August 31, 2016
Contact: Kameron Korte
Phone Number: (858) 616-4100
Doctor Arrested For Providing Prescriptions In Exchange For Sex Acts
SAN DIEGO - Physician Naga Raja Thota, a pain specialist with an office in El Cajon, was arrested this morning and charged with distributing oxycodone and other highly addictive drugs without any legitimate medical purpose in exchange for sex acts. The doctor was taken into custody by San Diego Drug Enforcement Administration agents at his practice.
The complaint said at least two young women received prescriptions for opioids without a legitimate
medical purpose on numerous occasions in exchange for sex acts. The complaint also shows a pattern in which sexually-explicit texts are exchanged by the doctor and the women, followed by prescriptions
written for them by Thota. According to the complaint, one victim said she met Thota when she was hospitalized for withdrawal symptoms for Hydrocodone and Alprazolam. Thota agreed to treat her but documented that his treatment was for pain even though this victim did not suffer from any medical condition that caused chronic or ongoing pain. This victim also stated that Thota kept increasing the dosage.
“Doctors who exploit patients are the worst kind of predators.” said DEA San Diego Special Agent in
Charge William Sherman. “DEA recognizes the trust the citizens of San Diego place in their doctors.

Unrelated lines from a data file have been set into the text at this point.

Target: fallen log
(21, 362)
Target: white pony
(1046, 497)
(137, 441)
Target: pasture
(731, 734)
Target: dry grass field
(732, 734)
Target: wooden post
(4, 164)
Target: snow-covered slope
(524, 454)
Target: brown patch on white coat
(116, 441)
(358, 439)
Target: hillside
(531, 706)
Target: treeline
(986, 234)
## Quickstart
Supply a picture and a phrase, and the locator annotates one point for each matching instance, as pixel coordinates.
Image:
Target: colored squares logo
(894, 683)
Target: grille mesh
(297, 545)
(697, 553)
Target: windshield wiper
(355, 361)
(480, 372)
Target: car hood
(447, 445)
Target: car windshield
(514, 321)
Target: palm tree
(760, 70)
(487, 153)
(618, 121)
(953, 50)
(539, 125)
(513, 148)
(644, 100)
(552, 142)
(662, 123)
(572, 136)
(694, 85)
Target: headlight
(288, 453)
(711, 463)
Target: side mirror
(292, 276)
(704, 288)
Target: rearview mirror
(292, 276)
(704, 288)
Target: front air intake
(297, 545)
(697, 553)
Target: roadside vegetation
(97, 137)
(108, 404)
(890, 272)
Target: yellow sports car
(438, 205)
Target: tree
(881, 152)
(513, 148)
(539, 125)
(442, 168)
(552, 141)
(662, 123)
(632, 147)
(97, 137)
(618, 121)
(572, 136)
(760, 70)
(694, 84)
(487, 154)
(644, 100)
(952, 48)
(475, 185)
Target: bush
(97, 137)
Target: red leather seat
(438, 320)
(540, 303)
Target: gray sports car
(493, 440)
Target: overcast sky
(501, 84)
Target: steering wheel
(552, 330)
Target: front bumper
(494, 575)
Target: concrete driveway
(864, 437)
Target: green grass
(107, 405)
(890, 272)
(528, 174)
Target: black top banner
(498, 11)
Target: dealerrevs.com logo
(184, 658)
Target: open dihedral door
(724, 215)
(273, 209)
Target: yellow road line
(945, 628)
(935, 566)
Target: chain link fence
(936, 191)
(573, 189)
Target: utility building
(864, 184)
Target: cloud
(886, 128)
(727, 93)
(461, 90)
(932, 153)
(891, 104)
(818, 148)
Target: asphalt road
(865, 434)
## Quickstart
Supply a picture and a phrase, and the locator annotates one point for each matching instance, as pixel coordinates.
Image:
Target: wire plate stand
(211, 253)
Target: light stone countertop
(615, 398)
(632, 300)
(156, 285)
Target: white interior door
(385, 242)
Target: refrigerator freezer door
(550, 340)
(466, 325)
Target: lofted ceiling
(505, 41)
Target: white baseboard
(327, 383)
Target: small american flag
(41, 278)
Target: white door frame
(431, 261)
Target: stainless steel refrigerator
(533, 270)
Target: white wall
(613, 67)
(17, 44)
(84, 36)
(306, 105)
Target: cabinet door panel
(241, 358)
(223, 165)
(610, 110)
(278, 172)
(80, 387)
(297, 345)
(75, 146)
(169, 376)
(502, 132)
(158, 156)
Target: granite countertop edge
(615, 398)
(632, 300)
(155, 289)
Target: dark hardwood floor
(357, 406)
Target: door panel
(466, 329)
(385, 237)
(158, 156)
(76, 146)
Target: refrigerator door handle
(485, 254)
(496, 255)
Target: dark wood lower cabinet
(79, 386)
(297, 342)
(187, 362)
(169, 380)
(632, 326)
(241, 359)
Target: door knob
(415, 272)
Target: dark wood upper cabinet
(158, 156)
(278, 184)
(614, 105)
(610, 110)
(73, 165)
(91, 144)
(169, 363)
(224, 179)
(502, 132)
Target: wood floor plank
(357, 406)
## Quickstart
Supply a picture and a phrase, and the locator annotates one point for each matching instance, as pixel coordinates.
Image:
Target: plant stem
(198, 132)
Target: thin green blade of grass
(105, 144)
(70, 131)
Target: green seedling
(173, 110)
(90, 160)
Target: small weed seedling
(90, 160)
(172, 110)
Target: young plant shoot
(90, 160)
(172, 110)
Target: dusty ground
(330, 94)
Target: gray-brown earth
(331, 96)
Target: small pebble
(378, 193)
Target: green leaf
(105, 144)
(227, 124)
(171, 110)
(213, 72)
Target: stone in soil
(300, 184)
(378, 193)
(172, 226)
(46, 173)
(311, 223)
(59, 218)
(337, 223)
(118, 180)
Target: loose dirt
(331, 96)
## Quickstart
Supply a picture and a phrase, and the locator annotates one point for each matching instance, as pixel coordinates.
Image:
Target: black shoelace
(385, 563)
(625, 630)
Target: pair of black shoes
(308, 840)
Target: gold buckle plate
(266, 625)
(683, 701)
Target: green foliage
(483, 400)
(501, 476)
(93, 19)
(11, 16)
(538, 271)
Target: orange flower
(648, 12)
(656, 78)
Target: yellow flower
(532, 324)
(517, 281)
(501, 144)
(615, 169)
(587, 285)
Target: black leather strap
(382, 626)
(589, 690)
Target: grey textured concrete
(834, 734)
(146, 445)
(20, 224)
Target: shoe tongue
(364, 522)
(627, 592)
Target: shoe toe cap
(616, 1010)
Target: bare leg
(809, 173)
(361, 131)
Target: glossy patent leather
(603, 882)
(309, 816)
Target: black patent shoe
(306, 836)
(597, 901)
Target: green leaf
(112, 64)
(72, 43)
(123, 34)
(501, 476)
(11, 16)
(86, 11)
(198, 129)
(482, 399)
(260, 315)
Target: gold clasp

We will continue to ensure that physicians who are abusing that trust by bartering sex for prescriptions will be arrested and prosecuted.”
The above victim, who was 20 years old when she met Thota, said she felt that if she did not submit to sexual acts with Thota he would not have provided her with additional opioid prescriptions. After being exposed to greater dosage levels of opioids by Thota, the young woman started using an even stronger opioid - heroin.
If anyone has information regarding other victims or if you believe you were victimized by Dr. Thota, we urge you to contact DEA (858) 616-4100 and ask for the Diversion duty agent. Under Title 21, United States Code, Section 841, and Title 21, United States Code of Federal Regulations,
Section 1306.04(a), a medical doctor may not prescribe a controlled substance unless there is a legitimate medical purpose.